New KRAS G12C inhibitors, like the first-in-class BBO-8520 that McCormick discussed, target the KRAS G12C protein differently. In contrast to currently approved KRAS G12C inhibitors that bind mutant KRAS in its inactivated form, this experimental therapy currently being tested in a phase I trial is designed to target the activated form of KRAS. The discovery of BBO-8520 was first reported in Cancer Discovery, a high-impact scientific journal of the AACR.

More importantly, KRAS G12C mutations represent only a fraction of KRAS-driven cancers, and while common in lung cancer, they are relatively rare in pancreatic and colorectal cancers. Therefore, patients with KRAS G12D and KRAS G12V mutations are not covered by the currently approved drugs.

To that end, McCormick next shared data on BBO-11818, which expands its targeting reach beyond KRAS G12C. This treatment is known as a pan-RAS inhibitor because it can block the activity of KRAS G12C, G12D, and G12V, and the drug is currently in a phase I trial.

Reaching Beyond the Horizon: The Quest for Prevention

Beyond cancer, RAS biology also shapes inherited conditions such as neurofibromatosis type 1 (NF1), among others. In NF1, the loss of RAS regulation leads to the growth of benign tumors that can sometimes progress and become malignant. McCormick speculated that RAS-targeting therapies similar to those for cancer could be developed for these patients. And because these patients would likely require therapy across their entire lifespan, the need for drugs that are effective but also highly specific and safe becomes especially critical.

This broader perspective underscored a key point: Progress against RAS is about more than just new cancer drugs. It is about designing therapies precise enough to be used for both acute treatment and, eventually, lifelong management or even prevention of various diseases.

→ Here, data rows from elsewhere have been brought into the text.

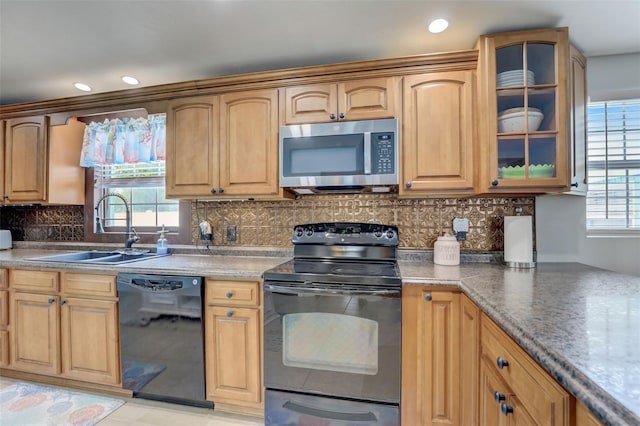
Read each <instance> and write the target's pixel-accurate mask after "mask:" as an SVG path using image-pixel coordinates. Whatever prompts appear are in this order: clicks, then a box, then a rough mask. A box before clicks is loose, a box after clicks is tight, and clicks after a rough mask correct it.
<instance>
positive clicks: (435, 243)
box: [433, 232, 460, 265]
mask: <svg viewBox="0 0 640 426" xmlns="http://www.w3.org/2000/svg"><path fill="white" fill-rule="evenodd" d="M433 263H435V264H436V265H459V264H460V243H459V242H458V241H457V240H456V237H454V236H453V235H451V234H449V233H448V232H447V233H446V234H445V235H443V236H441V237H438V240H437V241H436V242H435V244H434V245H433Z"/></svg>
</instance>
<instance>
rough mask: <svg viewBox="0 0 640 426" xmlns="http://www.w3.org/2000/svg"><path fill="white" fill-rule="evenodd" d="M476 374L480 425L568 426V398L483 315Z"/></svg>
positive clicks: (503, 333)
mask: <svg viewBox="0 0 640 426" xmlns="http://www.w3.org/2000/svg"><path fill="white" fill-rule="evenodd" d="M480 374H481V393H480V419H481V421H480V425H482V426H494V425H502V424H504V425H511V426H513V425H550V426H560V425H564V426H569V424H570V420H571V419H570V414H569V410H570V406H571V397H570V395H569V394H568V393H567V392H566V391H565V390H564V388H562V386H560V385H559V384H558V383H557V382H556V381H555V380H554V379H553V378H552V377H551V376H550V375H549V374H548V373H547V372H545V371H544V370H543V369H542V368H541V367H540V366H539V365H538V364H537V363H536V362H535V361H534V360H533V359H532V358H531V357H530V356H529V355H528V354H527V353H525V352H524V350H523V349H522V348H521V347H520V346H519V345H518V344H517V343H516V342H515V341H513V339H511V338H510V337H509V336H508V335H507V334H506V333H505V332H504V331H502V330H501V329H500V328H499V327H498V326H497V325H496V324H495V323H494V322H493V321H492V320H491V319H490V318H489V317H487V316H486V315H484V314H483V315H482V319H481V373H480Z"/></svg>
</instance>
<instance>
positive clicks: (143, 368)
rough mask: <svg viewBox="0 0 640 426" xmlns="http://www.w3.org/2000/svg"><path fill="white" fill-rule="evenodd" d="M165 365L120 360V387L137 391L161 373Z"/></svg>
mask: <svg viewBox="0 0 640 426" xmlns="http://www.w3.org/2000/svg"><path fill="white" fill-rule="evenodd" d="M165 368H166V367H165V366H164V365H160V364H150V363H146V362H135V361H123V362H122V387H123V388H125V389H129V390H132V391H134V392H137V391H139V390H140V389H142V388H143V387H144V385H146V384H147V383H149V382H150V381H151V380H152V379H153V378H154V377H156V376H157V375H158V374H160V373H162V371H163V370H164V369H165Z"/></svg>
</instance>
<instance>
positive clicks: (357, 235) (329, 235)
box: [291, 222, 399, 246]
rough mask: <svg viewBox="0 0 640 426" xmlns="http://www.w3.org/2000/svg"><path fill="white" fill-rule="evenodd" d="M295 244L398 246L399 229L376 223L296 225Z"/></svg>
mask: <svg viewBox="0 0 640 426" xmlns="http://www.w3.org/2000/svg"><path fill="white" fill-rule="evenodd" d="M291 241H292V242H293V244H324V245H332V244H344V245H363V246H376V245H383V246H397V245H398V243H399V239H398V227H397V226H393V225H382V224H376V223H355V222H330V223H309V224H304V225H296V226H295V227H294V228H293V237H292V239H291Z"/></svg>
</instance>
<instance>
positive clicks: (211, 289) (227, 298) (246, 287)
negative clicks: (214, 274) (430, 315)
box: [206, 278, 260, 306]
mask: <svg viewBox="0 0 640 426" xmlns="http://www.w3.org/2000/svg"><path fill="white" fill-rule="evenodd" d="M206 294H207V296H206V297H207V304H208V305H223V306H258V305H259V304H260V283H259V282H258V281H221V280H215V279H211V278H207V291H206Z"/></svg>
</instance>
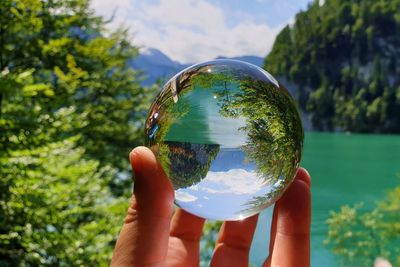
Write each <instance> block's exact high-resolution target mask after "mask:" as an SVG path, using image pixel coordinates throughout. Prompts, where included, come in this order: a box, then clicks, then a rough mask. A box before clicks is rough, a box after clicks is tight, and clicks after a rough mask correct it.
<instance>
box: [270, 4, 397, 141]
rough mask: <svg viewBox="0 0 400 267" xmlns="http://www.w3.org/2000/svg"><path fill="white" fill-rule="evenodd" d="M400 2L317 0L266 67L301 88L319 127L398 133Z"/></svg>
mask: <svg viewBox="0 0 400 267" xmlns="http://www.w3.org/2000/svg"><path fill="white" fill-rule="evenodd" d="M399 10H400V1H399V0H354V1H341V0H326V1H325V3H324V4H323V5H321V6H320V5H319V1H314V2H312V3H311V4H310V5H309V7H308V9H307V10H306V11H301V12H300V13H298V14H297V15H296V18H295V22H294V24H293V25H290V26H289V25H288V26H286V27H285V28H284V29H283V30H282V31H281V32H280V33H279V35H278V36H277V38H276V41H275V43H274V46H273V48H272V51H271V53H270V54H269V55H268V56H267V57H266V59H265V65H264V67H265V69H267V70H268V71H270V72H271V73H272V74H273V75H276V76H277V77H283V78H285V80H286V81H287V84H290V85H291V86H294V87H295V88H296V94H297V97H298V99H299V104H300V107H301V108H302V109H303V110H305V111H306V112H307V113H308V114H309V115H310V116H311V121H312V123H313V126H314V128H315V129H316V130H323V131H332V130H341V131H350V132H373V133H378V132H379V133H399V132H400V12H399Z"/></svg>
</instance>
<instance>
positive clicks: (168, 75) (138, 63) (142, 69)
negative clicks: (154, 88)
mask: <svg viewBox="0 0 400 267" xmlns="http://www.w3.org/2000/svg"><path fill="white" fill-rule="evenodd" d="M129 65H130V66H131V67H132V68H133V69H137V70H140V71H142V72H143V76H142V77H143V78H144V80H143V81H142V85H143V86H150V85H152V84H154V83H155V82H156V81H157V80H162V81H163V80H167V79H169V78H170V77H172V76H173V75H174V74H175V73H177V72H179V71H181V70H182V69H184V68H186V67H188V66H189V65H185V64H180V63H179V62H176V61H173V60H172V59H170V58H169V57H168V56H167V55H165V54H163V53H162V52H161V51H160V50H158V49H155V48H150V49H148V50H147V51H146V52H145V53H142V54H139V55H138V56H137V57H136V58H134V59H133V60H131V61H130V62H129Z"/></svg>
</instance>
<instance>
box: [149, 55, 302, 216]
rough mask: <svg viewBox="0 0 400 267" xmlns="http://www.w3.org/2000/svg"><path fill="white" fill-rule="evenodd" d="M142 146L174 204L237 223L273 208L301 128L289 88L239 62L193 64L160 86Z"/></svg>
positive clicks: (296, 141)
mask: <svg viewBox="0 0 400 267" xmlns="http://www.w3.org/2000/svg"><path fill="white" fill-rule="evenodd" d="M146 136H147V144H148V146H150V147H151V149H152V150H153V151H154V153H155V155H156V156H157V158H158V160H159V161H160V163H161V165H162V166H163V169H164V171H165V173H166V174H167V175H168V176H169V178H170V179H171V182H172V184H173V186H174V188H175V202H176V204H177V205H178V206H180V207H182V208H184V209H186V210H187V211H188V212H190V213H193V214H195V215H197V216H200V217H204V218H209V219H221V220H237V219H243V218H246V217H248V216H251V215H254V214H255V213H258V212H260V211H261V210H262V209H264V208H265V207H267V206H268V205H271V204H272V203H273V202H274V201H276V200H277V199H278V198H279V196H280V195H281V194H282V193H283V192H284V190H285V188H286V187H287V186H288V185H289V184H290V182H291V181H292V179H293V177H294V174H295V171H296V169H297V167H298V164H299V162H300V157H301V149H302V143H303V129H302V126H301V121H300V117H299V114H298V112H297V109H296V107H295V105H294V102H293V100H292V98H291V97H290V95H289V93H288V92H287V90H286V89H284V88H283V87H280V85H279V83H278V82H277V81H276V80H275V79H274V78H273V77H272V76H271V75H270V74H269V73H267V72H266V71H264V70H262V69H260V68H258V67H256V66H253V65H251V64H247V63H244V62H240V61H233V60H216V61H211V62H205V63H202V64H198V65H194V66H192V67H189V68H187V69H186V70H184V71H182V72H180V73H179V74H177V75H176V76H175V77H173V78H172V79H171V80H170V81H168V82H167V83H166V85H165V86H164V88H163V90H162V91H161V92H160V93H159V95H158V96H157V98H156V100H155V101H154V103H153V105H152V106H151V108H150V111H149V119H148V120H147V124H146Z"/></svg>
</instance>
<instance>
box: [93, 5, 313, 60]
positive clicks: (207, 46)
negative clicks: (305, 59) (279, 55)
mask: <svg viewBox="0 0 400 267" xmlns="http://www.w3.org/2000/svg"><path fill="white" fill-rule="evenodd" d="M309 1H310V0H214V1H211V0H92V3H91V6H92V8H93V9H94V10H95V13H96V14H97V15H101V16H104V17H105V18H106V19H109V18H111V17H113V16H114V20H113V21H112V22H111V23H110V25H109V27H110V28H116V27H119V26H121V25H122V26H126V27H129V29H130V33H131V35H132V42H133V44H134V45H136V46H139V47H140V48H141V52H142V53H146V51H148V48H156V49H158V50H160V51H161V52H163V53H164V54H166V55H167V56H169V57H170V58H171V59H173V60H175V61H178V62H180V63H186V64H187V63H196V62H200V61H205V60H210V59H214V58H216V57H218V56H225V57H235V56H244V55H255V56H260V57H265V56H266V55H267V54H268V52H269V51H270V50H271V48H272V44H273V42H274V40H275V37H276V35H277V34H278V33H279V31H280V30H281V29H282V28H283V27H284V26H285V25H287V24H290V23H293V21H294V16H295V14H296V13H297V12H299V11H300V10H304V9H305V8H306V7H307V4H308V2H309Z"/></svg>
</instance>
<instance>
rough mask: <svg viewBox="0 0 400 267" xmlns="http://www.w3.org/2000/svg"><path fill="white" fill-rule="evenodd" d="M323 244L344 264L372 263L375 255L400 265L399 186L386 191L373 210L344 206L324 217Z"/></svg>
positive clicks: (372, 264) (359, 207) (361, 263)
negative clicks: (326, 228) (325, 245)
mask: <svg viewBox="0 0 400 267" xmlns="http://www.w3.org/2000/svg"><path fill="white" fill-rule="evenodd" d="M327 223H328V226H329V231H328V239H327V240H326V243H327V244H329V246H330V247H331V248H332V250H333V252H334V253H335V254H337V255H339V256H340V257H341V259H342V260H343V262H344V264H345V265H346V266H372V265H373V262H374V261H375V259H376V258H377V257H384V258H387V259H389V260H390V262H391V263H392V264H393V266H398V265H400V257H399V255H400V187H399V186H398V187H396V188H394V189H391V190H390V191H388V192H387V194H386V197H385V199H383V200H382V201H379V202H378V203H377V204H376V206H375V207H374V208H373V209H372V210H369V211H368V210H365V209H364V208H363V205H362V204H358V205H354V206H352V207H351V206H348V205H345V206H343V207H342V208H341V209H340V211H336V212H332V213H331V216H330V218H329V219H328V220H327Z"/></svg>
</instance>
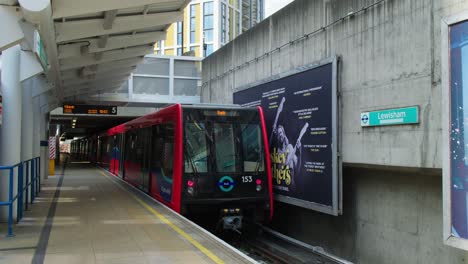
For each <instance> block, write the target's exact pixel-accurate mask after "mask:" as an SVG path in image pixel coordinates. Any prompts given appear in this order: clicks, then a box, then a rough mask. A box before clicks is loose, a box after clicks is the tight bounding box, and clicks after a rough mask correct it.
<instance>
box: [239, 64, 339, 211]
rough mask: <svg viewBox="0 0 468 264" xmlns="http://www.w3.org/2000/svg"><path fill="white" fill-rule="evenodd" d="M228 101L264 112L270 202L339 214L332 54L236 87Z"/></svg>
mask: <svg viewBox="0 0 468 264" xmlns="http://www.w3.org/2000/svg"><path fill="white" fill-rule="evenodd" d="M233 99H234V100H233V101H234V103H235V104H240V105H242V106H245V107H253V106H258V105H260V106H262V108H263V110H264V112H265V121H266V125H267V130H268V131H267V132H268V135H269V146H270V158H271V164H272V174H273V184H274V185H273V188H274V192H275V198H276V200H279V201H282V202H286V203H290V204H294V205H298V206H302V207H305V208H310V209H314V210H317V211H320V212H324V213H329V214H333V215H337V214H339V213H340V202H339V201H340V195H341V194H340V188H339V181H340V177H339V171H338V169H339V168H338V167H339V166H338V157H337V144H338V141H337V124H336V120H337V119H336V115H337V108H336V106H337V98H336V58H332V59H329V60H327V61H326V62H324V63H322V64H320V65H314V66H311V67H309V68H305V69H303V68H302V69H300V70H296V71H293V72H290V73H286V74H284V75H280V76H278V77H277V78H274V79H272V80H268V81H265V82H262V83H259V84H257V85H253V86H251V87H248V88H246V89H241V90H239V91H237V92H235V93H234V98H233Z"/></svg>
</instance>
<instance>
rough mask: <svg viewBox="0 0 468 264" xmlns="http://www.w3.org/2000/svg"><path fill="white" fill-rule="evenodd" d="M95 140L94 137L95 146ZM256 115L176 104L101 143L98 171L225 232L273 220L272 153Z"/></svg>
mask: <svg viewBox="0 0 468 264" xmlns="http://www.w3.org/2000/svg"><path fill="white" fill-rule="evenodd" d="M94 140H95V141H96V138H95V139H94ZM267 142H268V140H267V137H266V128H265V123H264V118H263V111H262V109H261V108H260V107H258V108H240V107H216V108H215V107H207V106H185V105H184V106H182V105H180V104H175V105H172V106H169V107H166V108H163V109H161V110H159V111H157V112H155V113H152V114H148V115H145V116H142V117H140V118H137V119H135V120H132V121H129V122H127V123H124V124H122V125H119V126H117V127H114V128H111V129H109V130H108V131H106V132H105V133H102V134H100V135H99V136H98V137H97V144H91V146H94V148H96V149H95V150H96V152H97V155H96V159H97V162H98V164H100V165H101V166H103V167H105V168H106V169H109V171H110V172H111V173H113V174H114V175H117V176H119V177H121V178H122V179H124V180H125V181H127V182H128V183H130V184H132V185H133V186H135V187H137V188H139V189H141V190H142V191H144V192H146V193H148V194H150V195H151V196H152V197H154V198H156V199H157V200H159V201H160V202H162V203H164V204H165V205H167V206H168V207H170V208H172V209H173V210H174V211H176V212H178V213H181V214H183V215H197V214H206V213H210V212H212V213H215V214H218V215H219V216H220V219H222V220H224V227H225V228H240V227H241V226H242V221H243V219H245V218H249V220H252V221H262V220H268V219H271V217H272V215H273V197H272V177H271V168H270V154H269V149H268V144H267Z"/></svg>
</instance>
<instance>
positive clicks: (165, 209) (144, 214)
mask: <svg viewBox="0 0 468 264" xmlns="http://www.w3.org/2000/svg"><path fill="white" fill-rule="evenodd" d="M0 226H1V228H0V232H1V233H0V263H15V264H20V263H33V264H36V263H50V264H55V263H65V264H75V263H77V264H78V263H96V264H104V263H132V264H140V263H145V264H146V263H255V261H254V260H252V259H250V258H249V257H247V256H245V255H244V254H242V253H240V252H239V251H237V250H235V249H233V248H232V247H230V246H229V245H226V244H225V243H224V242H222V241H220V240H218V239H217V238H216V237H214V236H213V235H211V234H209V233H208V232H206V231H204V230H202V229H201V228H199V227H197V226H195V225H194V224H192V223H190V222H188V221H187V220H185V219H184V218H182V217H180V216H178V215H177V214H175V213H174V212H172V211H171V210H169V209H167V208H165V207H164V206H162V205H160V204H158V203H156V202H155V201H153V200H152V199H150V198H149V197H147V196H146V195H144V194H142V193H140V192H138V191H136V190H135V189H133V188H132V187H130V186H128V185H127V184H125V183H123V182H122V181H120V180H119V179H117V178H116V177H115V176H110V175H109V174H107V173H106V172H104V171H103V170H101V169H98V168H96V167H95V166H93V165H91V164H89V163H78V162H71V163H70V164H69V165H68V166H67V168H66V170H65V173H64V174H62V175H56V176H51V177H49V179H48V180H47V181H46V182H45V183H44V185H43V187H42V192H41V193H40V195H39V197H38V198H37V199H36V201H35V203H34V205H33V206H32V208H31V209H30V210H29V211H26V212H25V216H24V219H23V220H22V221H21V223H19V224H17V225H16V226H15V228H14V232H15V235H16V236H15V237H12V238H7V237H6V236H5V234H6V230H5V229H6V228H5V225H3V224H2V225H0Z"/></svg>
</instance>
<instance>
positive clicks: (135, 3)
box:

McCormick and Foti at the 2025 AACR Special Conference on Advances in Pancreatic Cancer Research in Boston.

The Stephenson Global Prize was created to fuel exactly the kind of bold science that McCormick dares to attempt, and he ended his lecture with his boldest idea yet—not with the therapies of today, but with the possibilities of tomorrow.

As KRAS inhibitors grow more refined, McCormick envisions a future in which they could be used not only to treat, but also to prevent cancers in people at elevated risk. That vision could extend to older adults, whose risk of cancer climbs steadily with age; to NF1 patients, who almost invariably develop tumors due to dysregulated RAS signaling; and eventually to individuals determined to be at high risk due to features that can be detected early through advanced screening technologies.

“Frank McCormick is always thinking out of the box. We can make slow, incremental advances, but he consistently conceptualizes big, emerging areas, and I am excited to build upon our relationship, especially in the area of prevention, where there is a real buzz about its lifesaving potential,” said Foti, who expressed her confidence that the collaboration between AACR and SGPCRI “is going to be very fruitful in accelerating progress against pancreatic cancer.”

For McCormick, the vision is clear. His lifetime leadership in building RAS biology into a tractable field of drug discovery has been defined by chasing what once seemed impossible. Now, with the momentum from decades of discovery and support, McCormick remains determined to reach that elusive finish line and help end KRAS-driven cancers.